The Mudcat Café TM
Thread #63755   Message #1038160
Posted By: Malcolm Douglas
19-Oct-03 - 10:08 PM
Thread Name: Origins: Regiment - Orange and Blue
Subject: RE: Origins: Regiment - Orange and Blue
Beside white and blue, versions are also known with green cockades (there are probably others). White as a cockade-colour associated with Jacobite affiliation seems to have been a relatively late development; Frank Purslow (The Wanton Seed, 1965, notes, 122) comments, in respect of a Blue Cockade variant noted in Dorset, 1906:

" 'The Orange and Blue' (which also appears in the song Green Grows the Laurel) may refer to the army of William III, in which case the 'blue' version of the song must be the earlier."

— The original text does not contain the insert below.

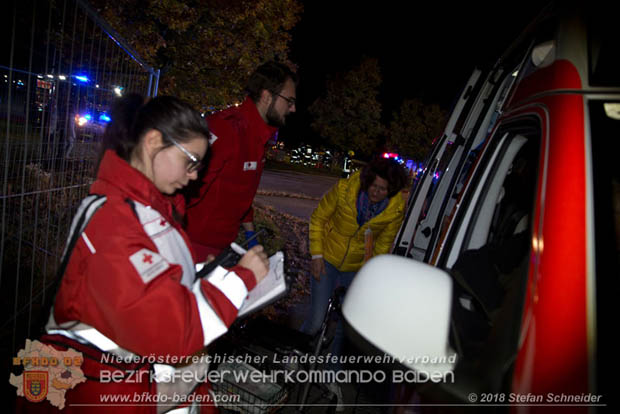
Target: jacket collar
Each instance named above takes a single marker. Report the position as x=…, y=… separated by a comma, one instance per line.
x=259, y=127
x=117, y=177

The reference may very well not be to official regimental colours at all. At all events, you will have to look at other possibilities. The best-known White Cockade tune, of course, is older than the song that gave it its name. Whether or not the cockade in the putative "original" song was white, we don't, I think, know; though it is the most widespread form. Anne Gilchrist wondered whether "orange and blue" (in the different context of Green Grow the Laurels) might refer to an alignment of British and Irish protestant forces -this in relation to the Jacobite associations of the white-, but I've also seen it glossed (again in the context of that song) as the colours of a wedding dress. So far as cockades go, orange seems to have been the colour of Nassau, and black that of Hanover. I don't know who blue, or green, belonged to.